Notes on Angela Davis

Angela Davis

1944

 

Angela Davis is a philosopher, author, academic, activist, and a key public intellectual of the Black Power Movement. Her persecution at the hands of — and resistance to — US law enforcement and the FBI made her a global figure of anti-racist struggle. Davis since continued her work as an educator and a high-profile member of the Communist Party USA (CP). During her later career, she became a leading author and organizer in the prison abolition movement and is no longer involved with the CP.

 

Education

  • PhD in Philosophy from Humboldt University, East Germany
  • Studied with Herbert Marcuse at the Frankfurt School
  • 1969: hired as acting Assistant Professor in the Philosophy department at UCLA
  • 1991-2008 Professor and chair of Feminist Studies Department UC Santa Cruz

 

Persecution

  • 1969-1970 fired at the urging of President Reagan by UCLA’s Board of Regents. Officially, her firing was built on the justification of “inflammatory language” against police officers. Unofficially, she was fired for her membership in the CP USA and for her association with the Black Panther Party.
  • In 1970, she was accused of and arrested for aggravated kidnapping and first-degree murder of a California judge.
  • She fled jail expecting further repression and was later re-arrested, leading to a worldwide campaign for her freedom. The FBI placed her on the list of 10 most wanted fugitives.
  • Davis was acquitted in 1972 and declared free of all charges in 1980.

 

Activism

  • Member of the Che-Lumumba Club, the all-black branch of the CP USA and a major public intellectual supporting the Black Panther Party.
  • Nominated in 1980 and 1984 as candidate for Vice President of the United States for the CP.
  • Co-founded Critical Resistance (1997), an organization working to abolish the prison-industrial complex.

 

Critical Resistance

  • Writes and conducts research to expose the continuity between contemporary mass incarceration and Jim Crow laws of racial apartheid.
  • Emphasizes how violence underlies day to day life for Black people.

 

“Racism, Birth Control, and Reproductive Rights”

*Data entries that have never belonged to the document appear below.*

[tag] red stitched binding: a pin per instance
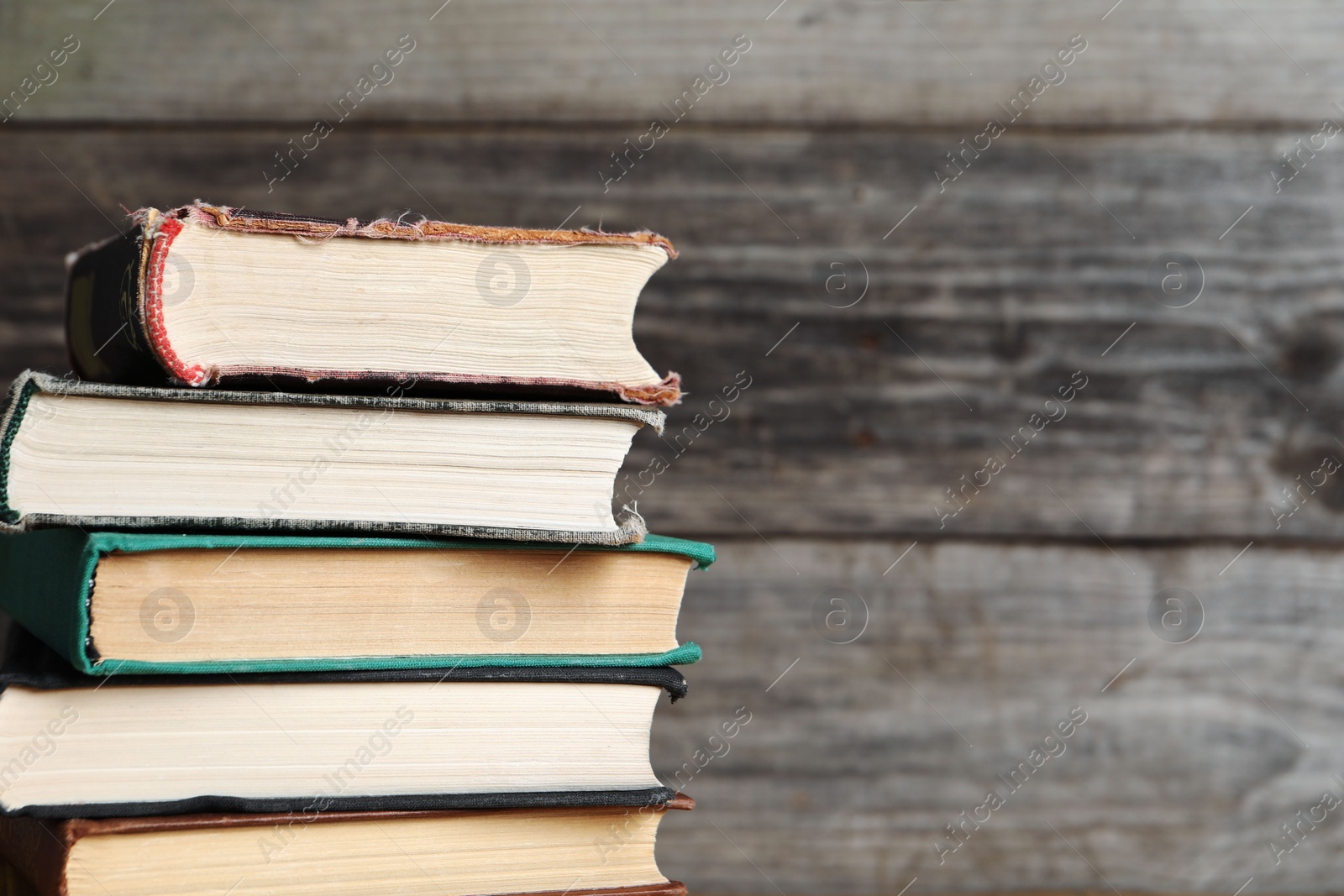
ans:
(195, 375)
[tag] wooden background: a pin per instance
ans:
(988, 297)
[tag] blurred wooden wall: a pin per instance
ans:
(1039, 265)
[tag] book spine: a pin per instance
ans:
(105, 325)
(37, 851)
(46, 577)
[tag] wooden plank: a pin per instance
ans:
(985, 301)
(858, 758)
(917, 63)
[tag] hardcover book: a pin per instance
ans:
(206, 295)
(96, 456)
(134, 602)
(598, 851)
(74, 746)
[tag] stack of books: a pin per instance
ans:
(316, 573)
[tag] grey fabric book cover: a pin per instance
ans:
(629, 528)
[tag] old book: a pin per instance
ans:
(134, 602)
(598, 851)
(97, 456)
(207, 295)
(76, 746)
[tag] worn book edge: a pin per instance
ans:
(631, 528)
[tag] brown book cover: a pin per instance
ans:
(121, 297)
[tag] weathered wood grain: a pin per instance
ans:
(857, 759)
(811, 60)
(985, 301)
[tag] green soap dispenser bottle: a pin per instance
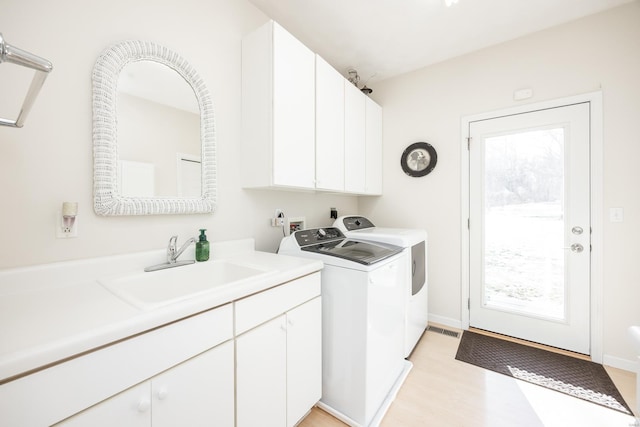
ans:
(202, 247)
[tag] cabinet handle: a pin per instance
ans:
(144, 404)
(162, 393)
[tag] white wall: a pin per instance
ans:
(601, 52)
(50, 160)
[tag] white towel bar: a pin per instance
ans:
(43, 67)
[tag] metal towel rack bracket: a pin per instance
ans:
(43, 67)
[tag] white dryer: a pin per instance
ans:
(363, 365)
(414, 243)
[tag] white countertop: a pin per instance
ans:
(53, 312)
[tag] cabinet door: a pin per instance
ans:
(354, 139)
(293, 111)
(304, 359)
(198, 392)
(261, 375)
(373, 137)
(131, 408)
(329, 127)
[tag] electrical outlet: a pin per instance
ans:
(277, 222)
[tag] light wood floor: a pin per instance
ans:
(442, 391)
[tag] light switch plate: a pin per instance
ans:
(616, 214)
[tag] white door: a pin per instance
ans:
(530, 226)
(261, 375)
(304, 359)
(329, 127)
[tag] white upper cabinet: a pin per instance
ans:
(329, 127)
(373, 138)
(354, 139)
(304, 126)
(278, 110)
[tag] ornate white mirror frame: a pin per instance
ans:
(107, 198)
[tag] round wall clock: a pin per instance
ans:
(419, 159)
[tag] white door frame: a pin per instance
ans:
(596, 165)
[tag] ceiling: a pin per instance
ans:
(385, 38)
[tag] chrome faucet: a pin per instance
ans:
(172, 255)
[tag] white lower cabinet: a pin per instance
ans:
(253, 362)
(198, 392)
(261, 364)
(279, 362)
(304, 359)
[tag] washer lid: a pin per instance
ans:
(330, 241)
(366, 253)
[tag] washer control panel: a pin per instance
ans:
(318, 235)
(356, 223)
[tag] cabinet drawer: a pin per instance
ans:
(67, 388)
(259, 308)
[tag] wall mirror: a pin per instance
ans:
(153, 133)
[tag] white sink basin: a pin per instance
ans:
(148, 290)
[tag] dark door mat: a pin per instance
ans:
(579, 378)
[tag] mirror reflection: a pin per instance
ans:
(159, 144)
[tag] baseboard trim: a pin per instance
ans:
(620, 363)
(445, 321)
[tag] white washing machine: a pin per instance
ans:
(362, 322)
(414, 244)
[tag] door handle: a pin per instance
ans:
(576, 247)
(577, 230)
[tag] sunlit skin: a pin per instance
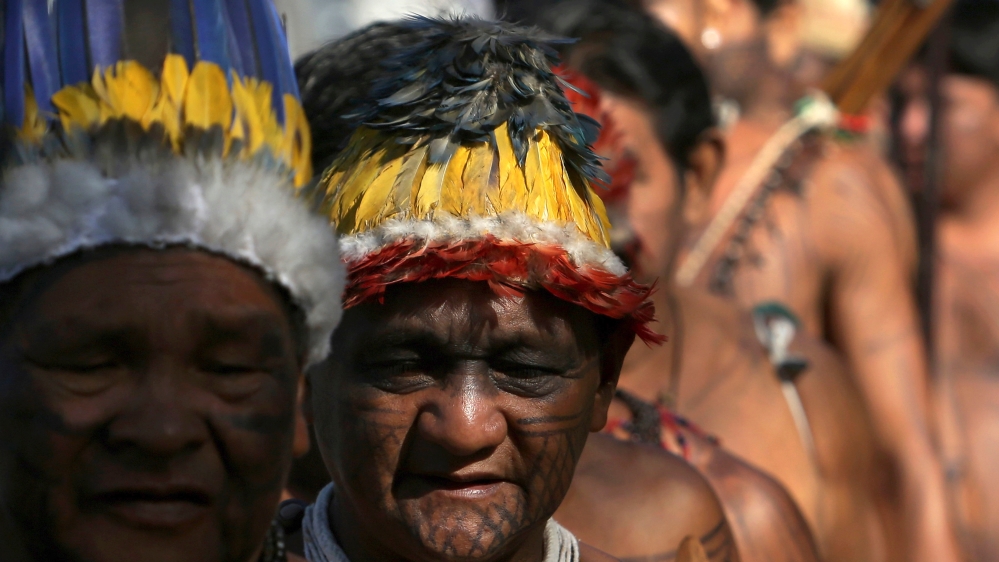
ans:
(967, 312)
(765, 523)
(841, 255)
(149, 405)
(453, 418)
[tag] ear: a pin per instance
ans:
(705, 162)
(612, 356)
(783, 32)
(300, 444)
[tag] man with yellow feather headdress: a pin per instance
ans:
(162, 289)
(485, 316)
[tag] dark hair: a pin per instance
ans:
(627, 52)
(975, 39)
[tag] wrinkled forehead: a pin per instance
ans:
(116, 288)
(469, 313)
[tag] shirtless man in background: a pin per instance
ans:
(664, 155)
(967, 298)
(838, 251)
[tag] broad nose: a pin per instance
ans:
(464, 418)
(159, 420)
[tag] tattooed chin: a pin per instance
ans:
(457, 528)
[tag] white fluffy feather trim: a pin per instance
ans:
(509, 226)
(50, 210)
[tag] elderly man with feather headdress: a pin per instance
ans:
(486, 317)
(162, 289)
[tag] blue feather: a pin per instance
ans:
(267, 51)
(239, 23)
(72, 42)
(232, 45)
(42, 57)
(289, 85)
(104, 28)
(210, 30)
(13, 63)
(3, 30)
(182, 30)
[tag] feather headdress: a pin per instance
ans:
(155, 123)
(466, 160)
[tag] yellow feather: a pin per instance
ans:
(414, 165)
(476, 179)
(299, 140)
(169, 103)
(173, 79)
(602, 223)
(578, 207)
(207, 102)
(537, 191)
(428, 195)
(375, 203)
(512, 194)
(558, 202)
(78, 106)
(129, 91)
(345, 192)
(454, 193)
(364, 174)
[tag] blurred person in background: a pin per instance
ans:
(664, 158)
(967, 260)
(662, 499)
(162, 290)
(834, 244)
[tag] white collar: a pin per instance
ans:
(321, 545)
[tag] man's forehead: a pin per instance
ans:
(468, 313)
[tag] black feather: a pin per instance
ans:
(422, 79)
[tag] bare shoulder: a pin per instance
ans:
(589, 554)
(765, 521)
(854, 193)
(639, 501)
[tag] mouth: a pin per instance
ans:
(154, 508)
(460, 487)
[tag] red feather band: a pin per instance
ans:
(509, 267)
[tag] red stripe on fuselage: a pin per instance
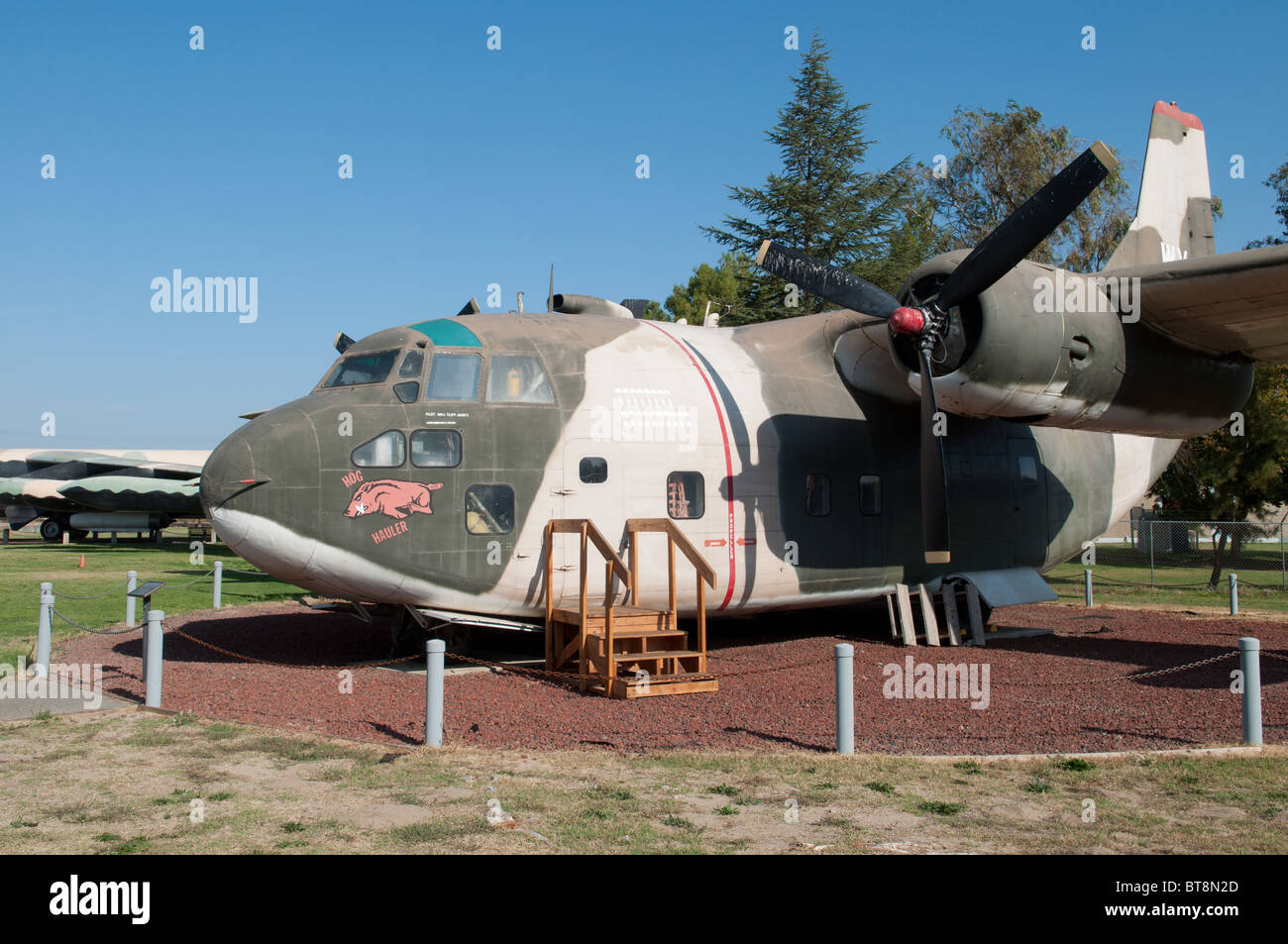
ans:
(724, 434)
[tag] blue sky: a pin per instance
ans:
(476, 166)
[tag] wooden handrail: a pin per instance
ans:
(574, 526)
(668, 527)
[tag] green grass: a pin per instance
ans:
(575, 801)
(27, 563)
(1122, 575)
(940, 809)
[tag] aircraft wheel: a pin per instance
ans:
(459, 639)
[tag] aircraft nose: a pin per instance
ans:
(261, 491)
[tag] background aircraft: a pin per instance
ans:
(99, 489)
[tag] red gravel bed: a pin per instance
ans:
(776, 685)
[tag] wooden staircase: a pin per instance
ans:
(626, 651)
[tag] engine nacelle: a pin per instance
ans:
(1056, 349)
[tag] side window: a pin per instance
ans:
(454, 377)
(818, 494)
(518, 378)
(489, 509)
(436, 449)
(1028, 469)
(592, 471)
(870, 494)
(389, 449)
(684, 494)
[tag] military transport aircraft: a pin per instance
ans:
(81, 491)
(807, 459)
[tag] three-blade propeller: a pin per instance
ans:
(1001, 252)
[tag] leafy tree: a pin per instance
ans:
(822, 202)
(1001, 158)
(1278, 181)
(1223, 476)
(721, 284)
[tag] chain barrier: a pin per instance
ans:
(554, 674)
(292, 665)
(97, 596)
(180, 586)
(97, 633)
(1129, 677)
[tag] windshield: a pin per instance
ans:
(362, 368)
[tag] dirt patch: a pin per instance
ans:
(1056, 693)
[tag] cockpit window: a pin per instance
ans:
(413, 361)
(454, 377)
(386, 450)
(362, 368)
(518, 378)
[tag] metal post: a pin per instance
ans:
(434, 649)
(1151, 552)
(844, 698)
(153, 660)
(44, 627)
(132, 581)
(1249, 661)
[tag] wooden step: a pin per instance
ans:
(647, 634)
(661, 685)
(655, 656)
(623, 617)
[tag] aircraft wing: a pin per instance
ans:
(1223, 304)
(145, 480)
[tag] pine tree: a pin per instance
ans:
(822, 202)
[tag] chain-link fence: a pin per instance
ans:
(1159, 553)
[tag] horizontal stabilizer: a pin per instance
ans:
(1234, 303)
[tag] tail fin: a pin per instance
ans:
(1173, 214)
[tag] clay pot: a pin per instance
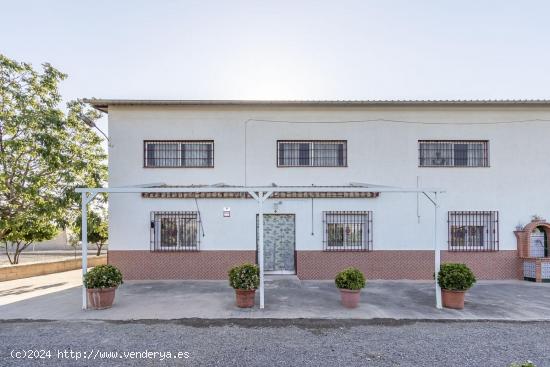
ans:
(245, 298)
(101, 298)
(453, 299)
(350, 298)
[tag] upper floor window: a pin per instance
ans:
(175, 231)
(473, 231)
(178, 153)
(347, 231)
(312, 153)
(453, 153)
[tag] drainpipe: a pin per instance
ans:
(261, 248)
(437, 251)
(84, 245)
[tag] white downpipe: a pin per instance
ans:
(261, 246)
(84, 246)
(437, 256)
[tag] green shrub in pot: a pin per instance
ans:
(103, 276)
(350, 281)
(455, 277)
(350, 278)
(101, 283)
(245, 279)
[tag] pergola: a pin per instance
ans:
(260, 194)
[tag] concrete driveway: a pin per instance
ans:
(33, 298)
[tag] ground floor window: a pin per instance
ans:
(175, 231)
(347, 231)
(473, 231)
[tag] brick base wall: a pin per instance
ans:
(392, 264)
(395, 264)
(142, 265)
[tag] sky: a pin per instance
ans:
(386, 49)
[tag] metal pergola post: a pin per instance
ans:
(260, 197)
(86, 198)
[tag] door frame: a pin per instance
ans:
(278, 272)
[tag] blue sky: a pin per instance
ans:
(286, 49)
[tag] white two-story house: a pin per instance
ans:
(490, 158)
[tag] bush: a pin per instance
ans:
(103, 276)
(455, 277)
(350, 278)
(245, 276)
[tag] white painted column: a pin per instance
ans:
(437, 252)
(261, 246)
(84, 243)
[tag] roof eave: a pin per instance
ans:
(103, 104)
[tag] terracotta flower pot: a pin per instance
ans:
(350, 298)
(245, 298)
(101, 298)
(453, 299)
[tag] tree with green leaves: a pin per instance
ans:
(45, 153)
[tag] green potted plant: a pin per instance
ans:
(245, 279)
(350, 281)
(101, 283)
(454, 280)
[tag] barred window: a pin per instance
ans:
(311, 153)
(175, 231)
(347, 231)
(178, 153)
(473, 231)
(453, 153)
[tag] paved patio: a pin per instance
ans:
(58, 297)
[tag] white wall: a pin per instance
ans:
(379, 152)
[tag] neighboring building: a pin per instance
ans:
(491, 157)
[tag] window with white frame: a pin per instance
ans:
(473, 231)
(178, 153)
(453, 153)
(347, 231)
(311, 153)
(175, 231)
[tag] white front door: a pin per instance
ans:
(279, 241)
(537, 243)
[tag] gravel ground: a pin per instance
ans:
(277, 343)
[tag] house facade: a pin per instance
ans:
(490, 157)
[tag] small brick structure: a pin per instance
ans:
(208, 265)
(35, 269)
(405, 264)
(313, 265)
(534, 268)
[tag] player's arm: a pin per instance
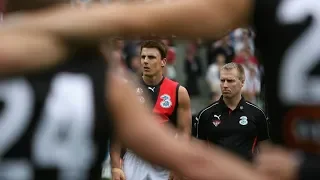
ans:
(22, 51)
(200, 18)
(115, 153)
(115, 156)
(184, 116)
(154, 142)
(201, 126)
(263, 126)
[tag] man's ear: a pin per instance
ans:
(163, 62)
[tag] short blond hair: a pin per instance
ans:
(239, 67)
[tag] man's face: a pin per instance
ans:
(230, 83)
(151, 61)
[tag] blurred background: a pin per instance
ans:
(194, 64)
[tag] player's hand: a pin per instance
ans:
(277, 163)
(118, 174)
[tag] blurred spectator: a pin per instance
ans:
(170, 70)
(223, 46)
(213, 76)
(245, 56)
(136, 65)
(243, 37)
(252, 86)
(192, 68)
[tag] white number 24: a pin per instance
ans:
(296, 85)
(70, 105)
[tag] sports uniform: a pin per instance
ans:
(164, 100)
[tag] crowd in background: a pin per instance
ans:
(196, 68)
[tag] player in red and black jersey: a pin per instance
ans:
(168, 100)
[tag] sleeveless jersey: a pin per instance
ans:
(53, 124)
(163, 97)
(288, 36)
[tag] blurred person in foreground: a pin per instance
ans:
(169, 101)
(283, 35)
(69, 104)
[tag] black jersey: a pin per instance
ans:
(288, 36)
(49, 122)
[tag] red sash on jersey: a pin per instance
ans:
(166, 102)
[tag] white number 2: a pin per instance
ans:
(62, 138)
(296, 85)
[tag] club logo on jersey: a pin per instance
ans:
(141, 99)
(139, 91)
(152, 88)
(166, 101)
(243, 120)
(217, 121)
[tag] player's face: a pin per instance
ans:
(151, 61)
(230, 83)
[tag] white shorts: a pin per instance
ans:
(136, 168)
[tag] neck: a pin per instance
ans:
(233, 102)
(152, 80)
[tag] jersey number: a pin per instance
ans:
(296, 84)
(65, 125)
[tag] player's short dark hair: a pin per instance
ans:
(26, 5)
(238, 67)
(162, 48)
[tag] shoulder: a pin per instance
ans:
(207, 109)
(256, 109)
(183, 95)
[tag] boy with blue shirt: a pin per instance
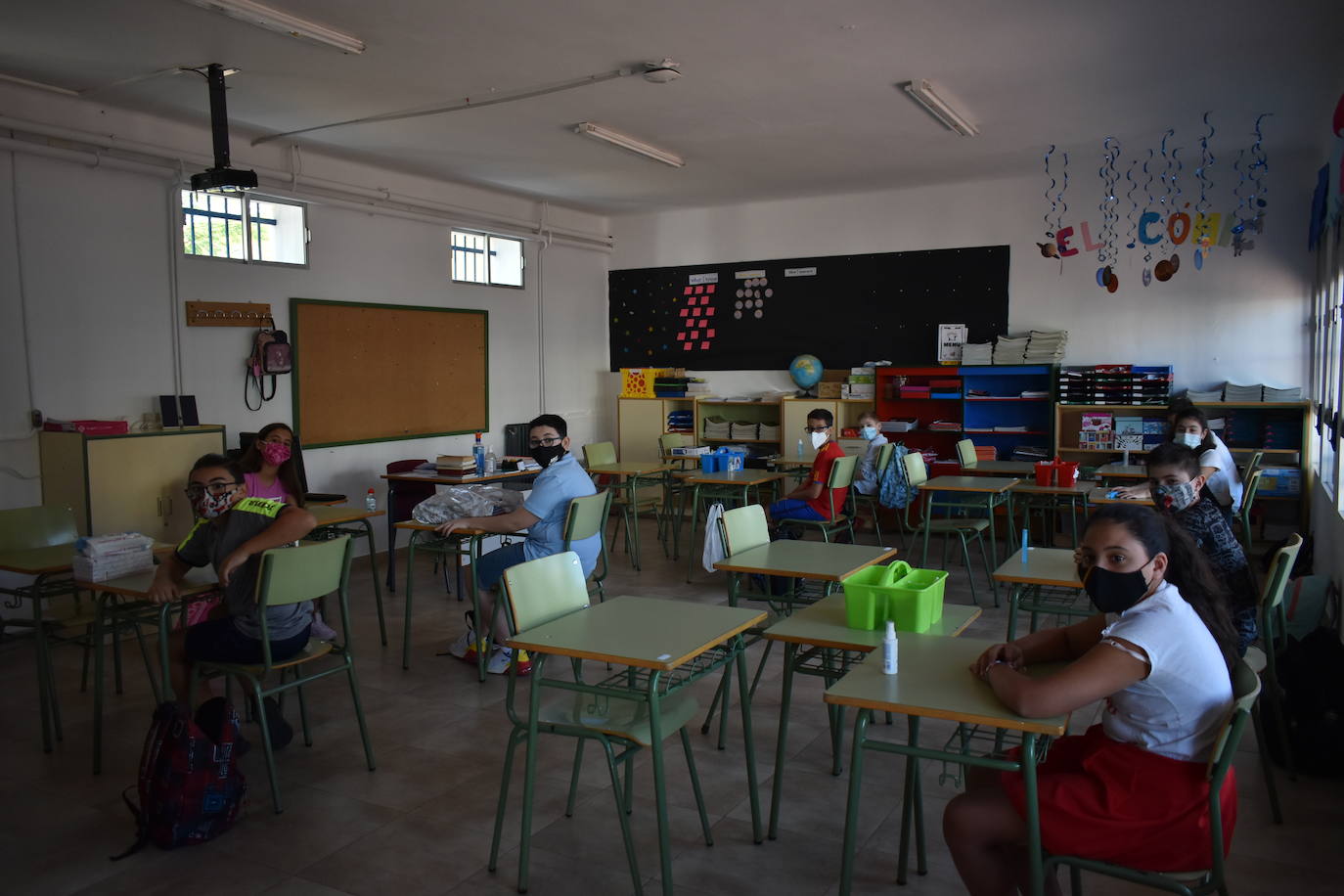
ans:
(542, 515)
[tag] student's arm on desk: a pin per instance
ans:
(504, 522)
(1096, 670)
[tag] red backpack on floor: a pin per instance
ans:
(190, 786)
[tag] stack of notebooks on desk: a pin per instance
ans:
(456, 465)
(112, 557)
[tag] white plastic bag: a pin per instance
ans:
(460, 501)
(712, 542)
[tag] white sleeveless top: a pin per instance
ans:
(1179, 708)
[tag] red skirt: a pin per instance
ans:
(1121, 803)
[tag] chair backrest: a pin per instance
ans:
(408, 495)
(599, 453)
(586, 516)
(966, 453)
(884, 456)
(743, 528)
(1276, 583)
(36, 527)
(304, 572)
(916, 470)
(542, 590)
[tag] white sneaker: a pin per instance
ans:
(500, 659)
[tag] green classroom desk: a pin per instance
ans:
(665, 645)
(124, 601)
(832, 648)
(934, 681)
(733, 486)
(1048, 582)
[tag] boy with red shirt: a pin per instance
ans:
(813, 500)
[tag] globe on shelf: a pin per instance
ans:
(805, 371)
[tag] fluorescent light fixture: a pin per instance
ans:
(922, 93)
(625, 141)
(280, 22)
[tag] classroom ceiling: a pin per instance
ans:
(779, 97)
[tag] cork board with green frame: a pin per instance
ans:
(376, 373)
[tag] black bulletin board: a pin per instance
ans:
(845, 309)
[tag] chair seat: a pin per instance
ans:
(956, 525)
(628, 719)
(312, 650)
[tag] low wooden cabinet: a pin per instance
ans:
(130, 482)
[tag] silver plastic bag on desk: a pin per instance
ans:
(459, 501)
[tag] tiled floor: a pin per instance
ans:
(421, 824)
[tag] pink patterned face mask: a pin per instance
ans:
(274, 453)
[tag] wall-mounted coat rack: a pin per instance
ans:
(254, 315)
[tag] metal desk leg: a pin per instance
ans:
(790, 653)
(378, 593)
(851, 816)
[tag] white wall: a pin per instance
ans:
(96, 267)
(1236, 320)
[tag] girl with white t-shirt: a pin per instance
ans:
(1132, 788)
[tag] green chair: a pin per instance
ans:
(631, 503)
(47, 527)
(1243, 515)
(873, 501)
(1273, 622)
(536, 593)
(963, 528)
(841, 477)
(585, 518)
(1187, 882)
(293, 575)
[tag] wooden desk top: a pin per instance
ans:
(730, 477)
(1122, 470)
(818, 560)
(136, 585)
(1031, 488)
(1045, 565)
(1099, 496)
(337, 515)
(983, 484)
(1000, 468)
(934, 681)
(631, 468)
(650, 633)
(455, 479)
(823, 625)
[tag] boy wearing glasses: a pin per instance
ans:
(232, 532)
(812, 499)
(543, 516)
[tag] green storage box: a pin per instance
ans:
(910, 598)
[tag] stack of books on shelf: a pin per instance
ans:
(977, 353)
(1046, 347)
(682, 421)
(715, 427)
(1234, 392)
(456, 465)
(861, 383)
(111, 557)
(1010, 349)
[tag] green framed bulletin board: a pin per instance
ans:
(374, 373)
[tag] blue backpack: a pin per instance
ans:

  • Speaks to white second-wave feminists perpetuating white supremacist institutions, practices, and attitudes regarding reproduction, birth, and motherhood.
  • Calls attention to widespread, systematic sterilization abuse in the U.S. against Black, indigenous, Puerto Rican, Chicana, and poor women. Racist public policies stigmatize, deride and declare these groups as undesirable and “unfit” for reproduction.
  • Aggregates data to demonstrate the systematic (that is not accidental) nature of unwanted and uniformed mass sterilization, pointing to widespread use of “racist eugenic practices directed at brown and black bodies.”
  • Declares that the denial of reproductive rights is genocidal violence.

 

The situation has not changed significantly since the time at which Davis was writing. Women in ICE detentions today are denouncing forced sterilizations. Today, women in ICE detention facilities have come forward with their own accounts of unwanted and uninformed sterilization. Although only a few have come forward, hundreds have likely been subject to these sterilizations. It is also true, for example, that when a Black woman in the US goes to give birth, the possibilities of the baby surviving the birth — if the doctor is black — are much, much higher than if the doctor is white. Infant mortality rates for Black babies, meanwhile, are high.